Obtaining molecule COM in body frame coordinate system

Dear LAMMPS users,
I’m not exactly sure of where to post this and that’s why I’m posting in the general discussion. So, I’m studying anisotropic diffusion of the COM of an organic molecule and as a result need to convert the COM in the world frame to body frame. My understanding is that compute com/chunk calculates in world frame, but I can’t find a compute in LAMMPS that does this in body frame.

As a result, I’m planning to post process by calculating the moment of inertia of the molecules in LAMMPS, obtain the eigenvector (corresponding to the biggest eigenvalue) and calculate the angle that this eigenvector makes with the simulation box’s x-axis. This angle will then be fed into my rotation matrix (for rotation in x-y plane)
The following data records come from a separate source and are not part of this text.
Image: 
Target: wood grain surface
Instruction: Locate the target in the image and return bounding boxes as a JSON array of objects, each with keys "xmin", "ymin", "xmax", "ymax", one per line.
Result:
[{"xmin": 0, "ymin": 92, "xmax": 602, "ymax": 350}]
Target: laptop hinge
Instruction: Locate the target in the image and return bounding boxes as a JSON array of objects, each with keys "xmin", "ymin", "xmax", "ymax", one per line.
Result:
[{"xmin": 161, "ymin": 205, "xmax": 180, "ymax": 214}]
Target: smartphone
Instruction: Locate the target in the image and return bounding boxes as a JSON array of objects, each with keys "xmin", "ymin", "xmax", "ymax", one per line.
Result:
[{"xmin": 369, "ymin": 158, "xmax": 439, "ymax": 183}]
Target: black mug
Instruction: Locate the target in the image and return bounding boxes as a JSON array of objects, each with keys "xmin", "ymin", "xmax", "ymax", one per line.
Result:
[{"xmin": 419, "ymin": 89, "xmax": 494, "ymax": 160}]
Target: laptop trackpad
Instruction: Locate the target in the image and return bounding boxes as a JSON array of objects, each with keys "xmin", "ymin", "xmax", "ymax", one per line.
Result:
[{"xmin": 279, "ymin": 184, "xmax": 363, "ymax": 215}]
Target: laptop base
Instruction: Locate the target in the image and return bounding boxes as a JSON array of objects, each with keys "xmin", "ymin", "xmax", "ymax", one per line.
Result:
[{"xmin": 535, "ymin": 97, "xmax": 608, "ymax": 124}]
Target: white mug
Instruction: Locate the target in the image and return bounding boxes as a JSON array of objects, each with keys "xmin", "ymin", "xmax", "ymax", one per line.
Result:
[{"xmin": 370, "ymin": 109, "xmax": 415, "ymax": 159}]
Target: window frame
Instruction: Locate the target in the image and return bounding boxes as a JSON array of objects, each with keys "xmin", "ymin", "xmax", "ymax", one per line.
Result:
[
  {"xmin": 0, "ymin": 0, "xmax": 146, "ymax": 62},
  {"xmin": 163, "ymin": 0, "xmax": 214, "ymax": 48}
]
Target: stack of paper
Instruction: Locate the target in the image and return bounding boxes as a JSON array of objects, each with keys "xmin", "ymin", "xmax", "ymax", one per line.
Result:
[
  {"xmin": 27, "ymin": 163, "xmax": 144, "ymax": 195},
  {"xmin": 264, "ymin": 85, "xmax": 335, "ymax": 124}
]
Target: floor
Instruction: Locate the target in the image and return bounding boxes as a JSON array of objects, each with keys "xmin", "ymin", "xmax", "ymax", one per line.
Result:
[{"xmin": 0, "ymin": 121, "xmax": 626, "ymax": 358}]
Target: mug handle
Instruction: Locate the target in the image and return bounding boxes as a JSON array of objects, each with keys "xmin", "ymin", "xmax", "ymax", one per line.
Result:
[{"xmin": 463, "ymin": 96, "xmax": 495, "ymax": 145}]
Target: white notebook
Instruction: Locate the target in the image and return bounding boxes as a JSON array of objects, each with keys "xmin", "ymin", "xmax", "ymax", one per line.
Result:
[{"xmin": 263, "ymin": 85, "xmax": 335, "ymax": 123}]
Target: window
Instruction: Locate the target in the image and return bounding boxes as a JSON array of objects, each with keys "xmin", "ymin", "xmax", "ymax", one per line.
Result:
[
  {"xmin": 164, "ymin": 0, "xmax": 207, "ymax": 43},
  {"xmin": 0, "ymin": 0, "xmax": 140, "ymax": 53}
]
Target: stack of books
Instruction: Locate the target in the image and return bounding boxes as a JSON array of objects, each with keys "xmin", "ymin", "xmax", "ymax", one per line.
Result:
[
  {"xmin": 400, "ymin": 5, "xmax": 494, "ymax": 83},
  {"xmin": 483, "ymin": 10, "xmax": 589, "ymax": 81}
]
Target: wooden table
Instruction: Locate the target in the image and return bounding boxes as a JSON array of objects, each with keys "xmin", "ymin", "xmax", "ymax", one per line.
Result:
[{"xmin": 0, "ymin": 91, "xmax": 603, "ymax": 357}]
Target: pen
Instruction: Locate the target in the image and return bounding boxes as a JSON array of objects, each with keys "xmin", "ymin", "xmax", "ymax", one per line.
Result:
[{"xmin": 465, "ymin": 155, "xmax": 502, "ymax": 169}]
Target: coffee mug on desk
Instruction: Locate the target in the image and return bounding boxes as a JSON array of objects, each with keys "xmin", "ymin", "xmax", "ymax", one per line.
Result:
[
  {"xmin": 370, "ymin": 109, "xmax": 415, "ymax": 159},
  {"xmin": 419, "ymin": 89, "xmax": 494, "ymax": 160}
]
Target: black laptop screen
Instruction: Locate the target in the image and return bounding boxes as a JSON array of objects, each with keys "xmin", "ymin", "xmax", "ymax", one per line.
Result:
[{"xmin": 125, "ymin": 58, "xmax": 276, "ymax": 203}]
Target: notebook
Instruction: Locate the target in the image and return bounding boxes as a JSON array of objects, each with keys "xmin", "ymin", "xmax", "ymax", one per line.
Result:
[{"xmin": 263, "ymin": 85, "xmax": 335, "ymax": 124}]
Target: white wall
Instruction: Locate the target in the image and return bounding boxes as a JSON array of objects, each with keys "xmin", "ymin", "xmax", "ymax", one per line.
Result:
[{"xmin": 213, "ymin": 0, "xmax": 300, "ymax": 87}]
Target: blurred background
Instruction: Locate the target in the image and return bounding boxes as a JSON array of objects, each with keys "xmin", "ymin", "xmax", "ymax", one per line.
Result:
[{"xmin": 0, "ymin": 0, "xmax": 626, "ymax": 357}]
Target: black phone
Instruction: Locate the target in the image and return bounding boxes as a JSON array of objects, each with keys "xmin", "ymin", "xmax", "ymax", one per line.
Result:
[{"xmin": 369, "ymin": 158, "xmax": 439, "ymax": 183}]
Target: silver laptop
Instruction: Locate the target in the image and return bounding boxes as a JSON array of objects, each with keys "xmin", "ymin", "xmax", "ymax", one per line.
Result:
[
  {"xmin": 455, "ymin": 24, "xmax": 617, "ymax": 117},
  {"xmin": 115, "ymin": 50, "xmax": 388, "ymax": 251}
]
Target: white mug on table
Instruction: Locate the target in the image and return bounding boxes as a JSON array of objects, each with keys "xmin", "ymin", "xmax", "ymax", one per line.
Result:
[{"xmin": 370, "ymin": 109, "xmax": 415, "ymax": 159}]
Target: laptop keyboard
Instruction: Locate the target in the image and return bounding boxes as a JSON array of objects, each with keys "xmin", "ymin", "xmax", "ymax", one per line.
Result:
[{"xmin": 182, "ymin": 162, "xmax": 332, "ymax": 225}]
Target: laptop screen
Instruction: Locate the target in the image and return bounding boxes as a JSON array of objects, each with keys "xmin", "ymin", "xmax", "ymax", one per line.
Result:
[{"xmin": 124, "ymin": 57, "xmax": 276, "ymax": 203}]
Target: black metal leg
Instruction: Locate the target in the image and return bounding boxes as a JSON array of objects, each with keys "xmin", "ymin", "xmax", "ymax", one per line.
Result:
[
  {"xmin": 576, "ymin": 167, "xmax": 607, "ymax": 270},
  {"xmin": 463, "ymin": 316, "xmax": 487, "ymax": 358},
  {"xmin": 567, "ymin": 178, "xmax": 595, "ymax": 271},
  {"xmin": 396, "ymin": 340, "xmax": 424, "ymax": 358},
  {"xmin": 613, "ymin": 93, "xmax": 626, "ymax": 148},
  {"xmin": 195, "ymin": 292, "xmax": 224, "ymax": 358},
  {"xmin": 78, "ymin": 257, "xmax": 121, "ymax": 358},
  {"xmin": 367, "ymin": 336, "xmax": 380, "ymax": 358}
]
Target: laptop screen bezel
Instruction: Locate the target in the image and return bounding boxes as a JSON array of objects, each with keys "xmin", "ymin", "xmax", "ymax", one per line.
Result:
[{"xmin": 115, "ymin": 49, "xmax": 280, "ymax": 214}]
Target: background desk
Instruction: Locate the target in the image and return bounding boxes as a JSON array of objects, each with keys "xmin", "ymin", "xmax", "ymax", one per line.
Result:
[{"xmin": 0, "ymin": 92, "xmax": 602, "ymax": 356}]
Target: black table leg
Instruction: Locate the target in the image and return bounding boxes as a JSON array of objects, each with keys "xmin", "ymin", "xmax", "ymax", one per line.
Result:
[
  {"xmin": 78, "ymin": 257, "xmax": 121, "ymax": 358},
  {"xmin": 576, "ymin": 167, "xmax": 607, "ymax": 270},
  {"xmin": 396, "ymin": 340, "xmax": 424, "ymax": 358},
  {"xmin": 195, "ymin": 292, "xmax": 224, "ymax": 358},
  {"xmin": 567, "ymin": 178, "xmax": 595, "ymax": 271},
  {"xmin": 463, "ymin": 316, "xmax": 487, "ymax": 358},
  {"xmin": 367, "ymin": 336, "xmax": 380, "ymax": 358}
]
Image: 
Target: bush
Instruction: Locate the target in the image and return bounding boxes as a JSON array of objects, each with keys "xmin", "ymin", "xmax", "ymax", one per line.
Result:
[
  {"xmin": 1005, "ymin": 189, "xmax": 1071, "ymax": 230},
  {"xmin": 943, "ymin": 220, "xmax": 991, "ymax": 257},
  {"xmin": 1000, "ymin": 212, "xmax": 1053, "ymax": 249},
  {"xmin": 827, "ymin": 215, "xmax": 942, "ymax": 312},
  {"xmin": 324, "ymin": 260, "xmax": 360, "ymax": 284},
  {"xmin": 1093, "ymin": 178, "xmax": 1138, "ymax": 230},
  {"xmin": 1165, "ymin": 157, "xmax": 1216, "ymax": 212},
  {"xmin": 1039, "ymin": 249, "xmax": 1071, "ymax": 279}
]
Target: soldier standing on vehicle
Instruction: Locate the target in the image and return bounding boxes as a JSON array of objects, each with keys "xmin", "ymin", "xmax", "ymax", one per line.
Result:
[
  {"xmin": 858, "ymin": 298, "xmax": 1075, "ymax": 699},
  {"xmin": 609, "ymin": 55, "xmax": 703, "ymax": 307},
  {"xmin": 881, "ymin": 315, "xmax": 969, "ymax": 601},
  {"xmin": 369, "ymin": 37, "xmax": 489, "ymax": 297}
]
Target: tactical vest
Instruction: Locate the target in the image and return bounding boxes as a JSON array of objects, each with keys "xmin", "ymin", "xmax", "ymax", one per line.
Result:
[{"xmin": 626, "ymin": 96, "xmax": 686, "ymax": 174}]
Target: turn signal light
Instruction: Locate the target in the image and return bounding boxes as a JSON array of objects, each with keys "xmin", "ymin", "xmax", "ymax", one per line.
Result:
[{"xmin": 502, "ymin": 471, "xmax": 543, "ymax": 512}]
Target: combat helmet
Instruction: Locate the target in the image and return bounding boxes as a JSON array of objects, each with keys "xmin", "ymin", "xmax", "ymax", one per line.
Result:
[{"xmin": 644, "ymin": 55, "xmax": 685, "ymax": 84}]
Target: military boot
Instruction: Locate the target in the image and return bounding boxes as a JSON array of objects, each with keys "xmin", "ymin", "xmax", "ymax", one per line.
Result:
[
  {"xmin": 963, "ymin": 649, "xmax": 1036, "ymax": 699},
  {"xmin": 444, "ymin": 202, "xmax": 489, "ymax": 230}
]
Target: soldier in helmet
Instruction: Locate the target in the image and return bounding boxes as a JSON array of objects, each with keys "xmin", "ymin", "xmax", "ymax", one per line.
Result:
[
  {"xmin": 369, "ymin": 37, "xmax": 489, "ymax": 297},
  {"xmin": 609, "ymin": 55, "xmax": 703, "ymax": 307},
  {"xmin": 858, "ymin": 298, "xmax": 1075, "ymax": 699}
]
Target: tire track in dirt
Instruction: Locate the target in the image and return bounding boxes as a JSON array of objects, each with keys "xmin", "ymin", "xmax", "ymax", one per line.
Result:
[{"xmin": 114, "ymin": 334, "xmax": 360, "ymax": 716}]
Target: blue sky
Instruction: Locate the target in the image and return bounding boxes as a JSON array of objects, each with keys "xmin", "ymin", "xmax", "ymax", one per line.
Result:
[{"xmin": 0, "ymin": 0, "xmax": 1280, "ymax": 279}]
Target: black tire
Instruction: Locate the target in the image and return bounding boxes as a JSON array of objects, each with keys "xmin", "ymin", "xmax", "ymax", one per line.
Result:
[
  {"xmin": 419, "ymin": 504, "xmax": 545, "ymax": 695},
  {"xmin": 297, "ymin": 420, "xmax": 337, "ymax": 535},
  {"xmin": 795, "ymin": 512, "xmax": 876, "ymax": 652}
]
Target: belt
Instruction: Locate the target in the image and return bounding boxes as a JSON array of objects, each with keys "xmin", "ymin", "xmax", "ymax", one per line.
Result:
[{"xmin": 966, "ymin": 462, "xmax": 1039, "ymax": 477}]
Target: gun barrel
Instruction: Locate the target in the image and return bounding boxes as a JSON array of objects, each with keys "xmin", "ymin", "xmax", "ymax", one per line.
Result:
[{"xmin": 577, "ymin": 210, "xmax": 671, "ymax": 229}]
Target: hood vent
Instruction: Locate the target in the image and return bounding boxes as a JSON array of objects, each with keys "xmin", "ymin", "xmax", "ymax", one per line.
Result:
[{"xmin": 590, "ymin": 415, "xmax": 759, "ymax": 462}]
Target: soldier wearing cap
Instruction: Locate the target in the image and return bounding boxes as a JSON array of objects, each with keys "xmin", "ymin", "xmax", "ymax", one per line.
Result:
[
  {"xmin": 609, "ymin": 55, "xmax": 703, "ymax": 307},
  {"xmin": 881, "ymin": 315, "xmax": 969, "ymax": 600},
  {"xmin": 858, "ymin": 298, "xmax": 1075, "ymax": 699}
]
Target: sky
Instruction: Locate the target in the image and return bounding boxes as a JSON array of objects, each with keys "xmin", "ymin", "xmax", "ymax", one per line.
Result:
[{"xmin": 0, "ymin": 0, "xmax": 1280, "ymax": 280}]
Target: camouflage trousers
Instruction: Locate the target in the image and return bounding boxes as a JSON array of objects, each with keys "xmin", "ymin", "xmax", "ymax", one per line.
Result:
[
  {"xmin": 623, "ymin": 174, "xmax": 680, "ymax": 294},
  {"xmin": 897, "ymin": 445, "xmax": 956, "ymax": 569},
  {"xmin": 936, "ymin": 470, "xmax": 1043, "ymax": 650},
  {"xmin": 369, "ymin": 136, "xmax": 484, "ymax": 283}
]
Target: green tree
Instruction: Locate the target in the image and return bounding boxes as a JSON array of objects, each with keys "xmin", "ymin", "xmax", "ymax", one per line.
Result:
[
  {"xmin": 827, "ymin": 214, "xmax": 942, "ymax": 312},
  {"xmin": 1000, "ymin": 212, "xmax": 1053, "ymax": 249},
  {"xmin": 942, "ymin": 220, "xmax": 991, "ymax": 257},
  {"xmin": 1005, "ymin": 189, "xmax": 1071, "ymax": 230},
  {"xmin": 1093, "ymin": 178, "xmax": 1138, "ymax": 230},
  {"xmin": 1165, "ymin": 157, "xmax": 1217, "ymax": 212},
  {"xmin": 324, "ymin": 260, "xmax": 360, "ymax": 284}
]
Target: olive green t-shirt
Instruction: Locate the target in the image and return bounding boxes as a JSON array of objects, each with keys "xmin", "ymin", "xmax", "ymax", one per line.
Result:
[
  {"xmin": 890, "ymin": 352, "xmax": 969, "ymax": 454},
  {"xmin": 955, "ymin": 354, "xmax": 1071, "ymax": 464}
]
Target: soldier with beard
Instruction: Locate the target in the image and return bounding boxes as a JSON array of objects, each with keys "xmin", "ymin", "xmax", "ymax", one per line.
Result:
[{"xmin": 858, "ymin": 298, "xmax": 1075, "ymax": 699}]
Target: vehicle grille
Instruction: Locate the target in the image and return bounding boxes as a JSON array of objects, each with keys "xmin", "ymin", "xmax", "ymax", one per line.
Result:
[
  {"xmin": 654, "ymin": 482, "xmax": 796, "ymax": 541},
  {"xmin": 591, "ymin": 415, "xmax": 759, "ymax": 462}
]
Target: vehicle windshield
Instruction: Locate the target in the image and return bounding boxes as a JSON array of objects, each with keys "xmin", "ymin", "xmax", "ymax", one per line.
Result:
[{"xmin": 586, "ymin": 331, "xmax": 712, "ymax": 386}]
Where I need clarification with is this:

1. When LAMMPS calculate moment of inertia, does it translate the origin to the COM of the molecules?
2. If it does, how can one obtain this displacement vector?
3. Is there a more efficient way to do this whole coordinate transformation in LAMMPS?

Thanks a lot.

A quick look at the code confirms (as we would expect) that compute inertia/chunk calculates the inertia tensor relative to the centre of mass of the chunk, and in the frame of the box (or world).

I am not aware of any inbuilt LAMMPS functions for calculating the principal frame from this tensor, but it should not be too difficult for you to “roll your own” (e.g. 3d - Analytical expression for the eigenvectors of a 3x3 real, symmetric matrix? - Signal Processing Stack Exchange)

Thank you very much for your response. I really appreciate it.